7. In 2009 I conducted an analysis of the Xhosa used in the Department of Education Annual National Assessment for Grades 1 to 7 (Craig, 2009, p. 31). I observed:

In the Grade 1 NUMERACY section, Question 6: Writing the numeral 12 in words. This proved very difficult for learners. This is probably because most Xhosa speaking people count in English words. Of a random selection of 10 answer books only two learners could transcribe the numeral correctly in Xhosa:

1 learner wrote lishumi anesibini

1 learner wrote lishum elwesibini

1 learner wrote iyishumuiyi

1 learner wrote lishumi elinebini

1 learner wrote 60

1 learner wrote shumile sibini

1 learner wrote lismztkanawi

1 learner wrote litsumi lesibini

2 learners wrote lishumi elinesibini [the correct term in standard Xhosa]

8. A good example of this would be an exchange recounted to me by a person teaching Afrikaans to Xhosa speakers, who overheard a learner asking his friend in class: ‘Lithini igama elithi “snaaks” nge-Afrikaans?’ (What is the word for snaaks in Afrikaans?) Clearly the Xhosa speaker had so internalised the lexical item snaaks that he did not realise it was, in fact, a ‘borrowed’ Afrikaans term (meaning ‘funny’ or ‘strange’) and saw it as a ‘normal’ Xhosa word.

9. Ninety-four per cent of Masiphumelele residents earn less than R1 700 per month (about US$219). http://www.capetown.gov.za/en/stats/2001census/Documents/Masiphumelele.htm

10. Cape Town has an annual influx of 48,000 people, many of them from the Eastern Cape.
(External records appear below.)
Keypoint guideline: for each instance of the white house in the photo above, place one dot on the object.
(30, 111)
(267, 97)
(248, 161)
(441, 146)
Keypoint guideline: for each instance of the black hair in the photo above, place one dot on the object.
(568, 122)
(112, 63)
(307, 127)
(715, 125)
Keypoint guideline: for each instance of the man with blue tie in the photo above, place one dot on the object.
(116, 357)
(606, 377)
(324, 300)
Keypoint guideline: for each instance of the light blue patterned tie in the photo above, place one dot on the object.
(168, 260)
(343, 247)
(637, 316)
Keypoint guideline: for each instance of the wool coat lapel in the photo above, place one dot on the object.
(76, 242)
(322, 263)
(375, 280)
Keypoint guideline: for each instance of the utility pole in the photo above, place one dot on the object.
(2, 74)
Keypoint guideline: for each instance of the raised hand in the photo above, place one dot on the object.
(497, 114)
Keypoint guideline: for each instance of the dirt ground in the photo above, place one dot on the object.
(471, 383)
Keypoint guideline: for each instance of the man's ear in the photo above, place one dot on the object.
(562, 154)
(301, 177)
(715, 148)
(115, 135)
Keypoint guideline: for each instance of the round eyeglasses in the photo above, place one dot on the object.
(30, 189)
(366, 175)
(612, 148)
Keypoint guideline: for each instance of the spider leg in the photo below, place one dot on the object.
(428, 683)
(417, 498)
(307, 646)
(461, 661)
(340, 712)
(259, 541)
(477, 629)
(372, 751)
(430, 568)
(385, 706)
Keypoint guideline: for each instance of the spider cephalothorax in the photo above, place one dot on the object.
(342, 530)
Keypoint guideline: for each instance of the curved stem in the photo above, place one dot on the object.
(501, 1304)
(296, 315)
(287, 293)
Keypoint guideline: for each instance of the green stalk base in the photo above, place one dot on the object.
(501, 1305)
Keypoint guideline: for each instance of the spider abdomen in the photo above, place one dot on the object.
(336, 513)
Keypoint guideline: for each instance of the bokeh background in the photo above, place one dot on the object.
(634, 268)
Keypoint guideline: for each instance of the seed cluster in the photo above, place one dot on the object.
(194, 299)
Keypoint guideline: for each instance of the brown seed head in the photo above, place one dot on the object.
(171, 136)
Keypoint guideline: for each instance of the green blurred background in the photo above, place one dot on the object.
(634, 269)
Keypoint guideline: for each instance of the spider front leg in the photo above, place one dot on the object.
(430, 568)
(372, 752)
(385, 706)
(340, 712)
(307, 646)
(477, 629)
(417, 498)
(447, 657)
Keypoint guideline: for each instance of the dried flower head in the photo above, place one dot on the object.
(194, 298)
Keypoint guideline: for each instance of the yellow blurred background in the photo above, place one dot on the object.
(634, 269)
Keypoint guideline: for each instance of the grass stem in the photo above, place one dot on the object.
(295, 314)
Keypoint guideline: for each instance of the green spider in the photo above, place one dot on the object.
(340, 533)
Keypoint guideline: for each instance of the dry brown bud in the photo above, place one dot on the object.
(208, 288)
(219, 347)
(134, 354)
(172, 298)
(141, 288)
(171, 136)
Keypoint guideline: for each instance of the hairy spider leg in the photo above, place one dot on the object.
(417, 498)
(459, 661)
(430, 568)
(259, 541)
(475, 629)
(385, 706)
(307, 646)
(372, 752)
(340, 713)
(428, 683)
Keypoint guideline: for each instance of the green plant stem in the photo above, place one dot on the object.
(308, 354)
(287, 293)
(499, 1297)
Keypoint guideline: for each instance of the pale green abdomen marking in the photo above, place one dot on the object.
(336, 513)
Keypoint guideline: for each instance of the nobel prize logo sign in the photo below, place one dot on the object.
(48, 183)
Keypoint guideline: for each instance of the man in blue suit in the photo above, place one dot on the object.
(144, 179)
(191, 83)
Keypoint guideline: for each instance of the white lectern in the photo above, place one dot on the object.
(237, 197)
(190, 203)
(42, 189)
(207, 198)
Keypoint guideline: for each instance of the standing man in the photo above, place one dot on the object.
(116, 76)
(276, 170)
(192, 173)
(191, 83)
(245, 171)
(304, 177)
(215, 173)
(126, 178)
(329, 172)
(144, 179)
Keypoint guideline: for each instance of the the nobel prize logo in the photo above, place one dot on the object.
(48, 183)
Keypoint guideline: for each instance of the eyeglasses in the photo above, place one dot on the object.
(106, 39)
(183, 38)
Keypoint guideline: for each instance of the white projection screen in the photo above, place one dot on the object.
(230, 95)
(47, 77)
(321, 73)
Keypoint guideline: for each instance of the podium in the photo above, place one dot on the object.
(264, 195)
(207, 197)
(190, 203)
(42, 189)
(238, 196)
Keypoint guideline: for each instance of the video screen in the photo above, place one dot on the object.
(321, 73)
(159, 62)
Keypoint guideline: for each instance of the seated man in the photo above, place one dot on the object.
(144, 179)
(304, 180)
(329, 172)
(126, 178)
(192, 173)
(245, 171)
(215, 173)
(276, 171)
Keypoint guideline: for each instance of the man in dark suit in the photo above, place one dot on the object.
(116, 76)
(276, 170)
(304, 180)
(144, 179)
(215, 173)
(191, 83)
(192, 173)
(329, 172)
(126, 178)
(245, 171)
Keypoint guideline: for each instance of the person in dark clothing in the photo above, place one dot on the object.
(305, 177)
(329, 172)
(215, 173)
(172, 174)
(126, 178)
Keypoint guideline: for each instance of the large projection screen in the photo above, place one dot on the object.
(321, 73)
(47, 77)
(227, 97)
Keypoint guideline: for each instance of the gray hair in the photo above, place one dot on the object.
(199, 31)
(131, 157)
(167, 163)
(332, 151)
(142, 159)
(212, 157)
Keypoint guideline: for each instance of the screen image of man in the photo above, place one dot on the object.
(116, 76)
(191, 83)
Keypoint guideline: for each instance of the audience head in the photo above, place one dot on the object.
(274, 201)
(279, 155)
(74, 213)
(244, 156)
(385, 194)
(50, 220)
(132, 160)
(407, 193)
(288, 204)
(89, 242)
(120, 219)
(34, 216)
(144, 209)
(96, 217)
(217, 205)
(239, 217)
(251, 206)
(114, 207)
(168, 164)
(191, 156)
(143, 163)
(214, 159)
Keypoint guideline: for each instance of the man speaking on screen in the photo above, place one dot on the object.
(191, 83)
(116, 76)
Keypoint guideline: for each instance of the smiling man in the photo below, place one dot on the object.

Source: http://www.waterdialogues.org/south-africa/documents/p.46CapeTownCaseStudySummary.pdf].

11. The population of Masiphumelele nearly doubled in the five years from 1996 to 2001 and has more than tripled since then. http://www.capetown.gov.za/en/stats/2001census/Documents/Masiphumelele.htm

12. Many thanks to Sara Muller, BSc, for statistical calculations using ANOVA.

13. One of UMhlobo Wenene's taglines is isiXhosa asitolikwa ‘Xhosa is not translated’.
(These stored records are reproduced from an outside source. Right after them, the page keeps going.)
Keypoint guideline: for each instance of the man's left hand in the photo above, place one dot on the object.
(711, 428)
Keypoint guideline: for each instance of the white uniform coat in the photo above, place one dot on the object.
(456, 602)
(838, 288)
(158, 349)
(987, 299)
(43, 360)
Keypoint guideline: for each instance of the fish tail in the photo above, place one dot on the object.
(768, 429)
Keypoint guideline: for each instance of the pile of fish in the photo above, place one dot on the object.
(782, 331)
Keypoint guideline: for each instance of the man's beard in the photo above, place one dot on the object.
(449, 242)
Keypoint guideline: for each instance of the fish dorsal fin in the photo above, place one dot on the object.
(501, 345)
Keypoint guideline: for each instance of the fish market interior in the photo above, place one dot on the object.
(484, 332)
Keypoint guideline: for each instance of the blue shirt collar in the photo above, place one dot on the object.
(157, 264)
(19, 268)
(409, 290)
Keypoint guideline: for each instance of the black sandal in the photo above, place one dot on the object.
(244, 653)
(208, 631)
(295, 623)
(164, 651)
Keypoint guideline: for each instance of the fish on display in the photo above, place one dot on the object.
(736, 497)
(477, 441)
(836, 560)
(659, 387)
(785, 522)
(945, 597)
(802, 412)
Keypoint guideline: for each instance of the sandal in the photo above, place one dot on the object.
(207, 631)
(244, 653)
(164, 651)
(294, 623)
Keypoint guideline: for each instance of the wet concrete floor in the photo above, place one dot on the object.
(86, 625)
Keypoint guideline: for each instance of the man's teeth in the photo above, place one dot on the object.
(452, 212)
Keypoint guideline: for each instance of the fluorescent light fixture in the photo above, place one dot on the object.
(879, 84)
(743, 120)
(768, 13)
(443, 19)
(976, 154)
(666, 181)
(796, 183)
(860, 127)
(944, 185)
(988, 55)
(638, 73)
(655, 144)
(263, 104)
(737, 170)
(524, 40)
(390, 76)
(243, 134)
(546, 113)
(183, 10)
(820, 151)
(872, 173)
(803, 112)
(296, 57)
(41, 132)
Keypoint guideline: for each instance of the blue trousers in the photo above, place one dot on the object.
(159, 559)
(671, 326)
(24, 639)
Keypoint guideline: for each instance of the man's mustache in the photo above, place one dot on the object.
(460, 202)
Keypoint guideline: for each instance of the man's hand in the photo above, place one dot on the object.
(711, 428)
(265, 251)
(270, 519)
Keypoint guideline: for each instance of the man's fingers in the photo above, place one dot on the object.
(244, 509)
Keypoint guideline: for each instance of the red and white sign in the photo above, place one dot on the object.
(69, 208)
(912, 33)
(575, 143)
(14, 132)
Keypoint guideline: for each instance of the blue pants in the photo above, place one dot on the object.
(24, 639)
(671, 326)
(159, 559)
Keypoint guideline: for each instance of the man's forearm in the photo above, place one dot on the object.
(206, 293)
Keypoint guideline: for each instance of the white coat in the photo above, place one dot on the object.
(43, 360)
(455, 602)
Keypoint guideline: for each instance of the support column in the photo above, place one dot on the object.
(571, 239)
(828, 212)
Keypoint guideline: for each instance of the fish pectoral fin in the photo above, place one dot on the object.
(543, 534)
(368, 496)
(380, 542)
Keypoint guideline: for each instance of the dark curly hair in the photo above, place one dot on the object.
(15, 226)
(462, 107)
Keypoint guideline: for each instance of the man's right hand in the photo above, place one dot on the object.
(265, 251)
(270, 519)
23. In Xhosa, words functioning similarly to adjectives in English are divided into two groups: adjectives and relatives. The adjectives are a fixed set, comprising the numbers 1–6; the Xhosa equivalents of ‘big’, ‘small’, ‘tall’, ‘short’, ‘lovely’, ‘ugly’, ‘old’, ‘new’ and ‘many’; and the question ‘how many?’. Any other word that describes a noun is called a relative and uses different prefixes from the adjectives. There are underived relative stems such as ‘easy’, ‘difficult’ and all the colours, but many are derived from other parts of speech.